Y es una triste historia, como son casi todas las historias de los guionistas. Hasta en aquel paraíso de guionistas que era el cine italiano se sembraban humillaciones y se cobraban decepciones. Uno piensa a veces qué más reconocimiento necesitaba Fellini, el más laureado, universalmente reconocido y admirado por los más grandes de sus contemporáneos -Bergman, Kurosawa, Welles-, el hacedor de algunas de las imágenes que identifican el arte del siglo XX, como para que se portara de forma tan avara con los guionistas. Pero quizás Fellini no había dejado de ser nunca un niño, ése que se construyó un sueño de infancia en un plató de cine, un niño que creía que todos los juguetes eran suyos y podía usarlos a su antojo, como la pluma y el tintero, cuando dibujaba sus películas, ese niño egoísta que habitaba en el corazón de un cineasta irrepetible.

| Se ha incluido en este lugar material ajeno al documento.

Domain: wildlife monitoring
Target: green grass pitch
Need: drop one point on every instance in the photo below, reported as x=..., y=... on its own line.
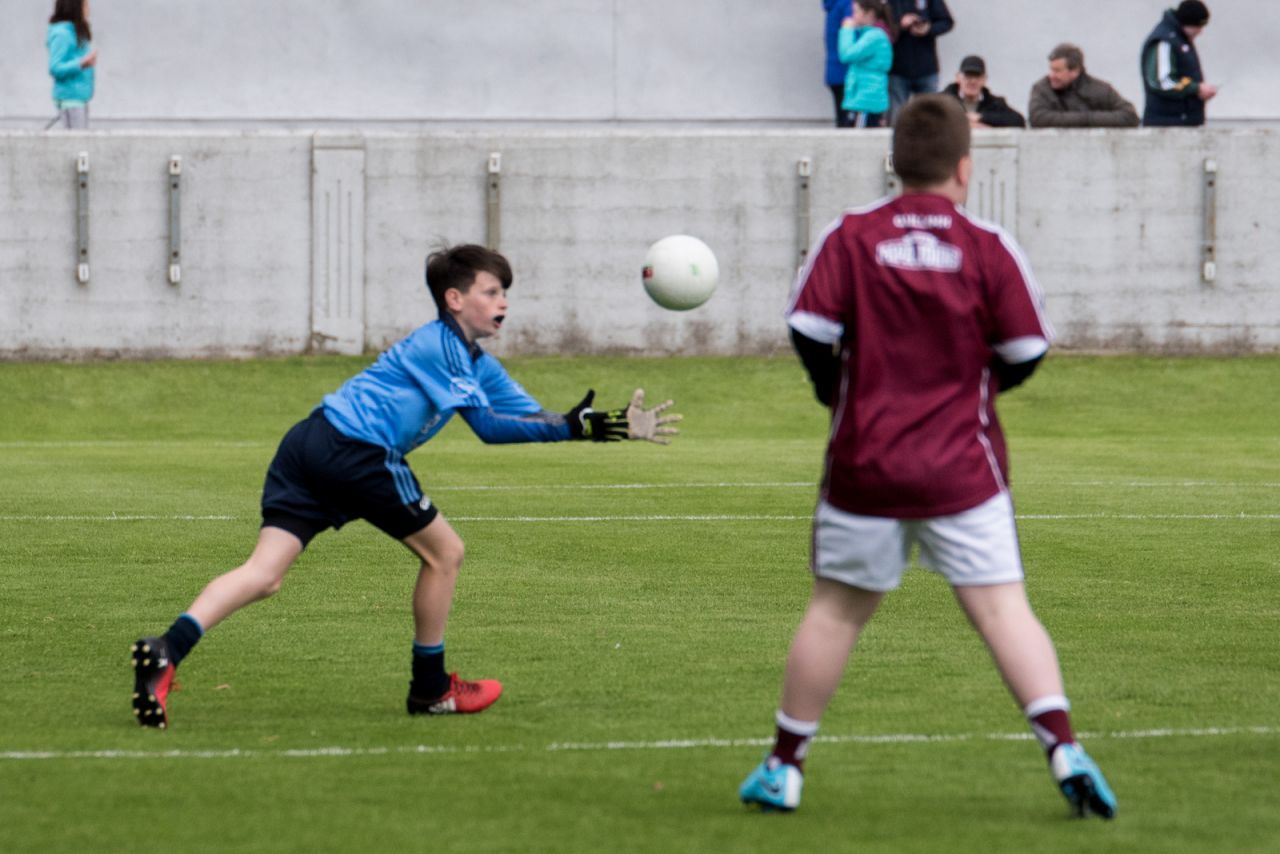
x=640, y=631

Ese cineasta que ha poblado su filmografía de niños grandes que se niegan a crecer, monstruos del circo felliniano, monstruos que en el mejor de los casos devienen fantasmas en la niebla que bailan con los fantasmas de un sueño -como en Amarcord- o sombras -como en Ginger y Fred-, cuando el apagón en el plató de televisión borra las máscaras de Marcello Mastroianni y Giulietta Masina. Porque si vemos con atención la filmografía de Fellini descubriremos el dramatis personae de una parada de los monstruos de la segunda mitad del siglo XX, un universo en el que desaguan, como en una cloaca, las utopías y horrores de la primera mitad. No es de extrañar que los niños se nieguen a crecer y se refugien en el circo aunque sea al precio de devenir monstruos.


Ese cineasta que tan bien retrata Costanzo Costantini en su libro de conversaciones Fellini. Les cuento de mí editado por Sexto Piso, quizá el más íntimo y cercano de los que se han escrito sobre el director que hizo del plató 5 de Cinecittà el sitio de su recreo.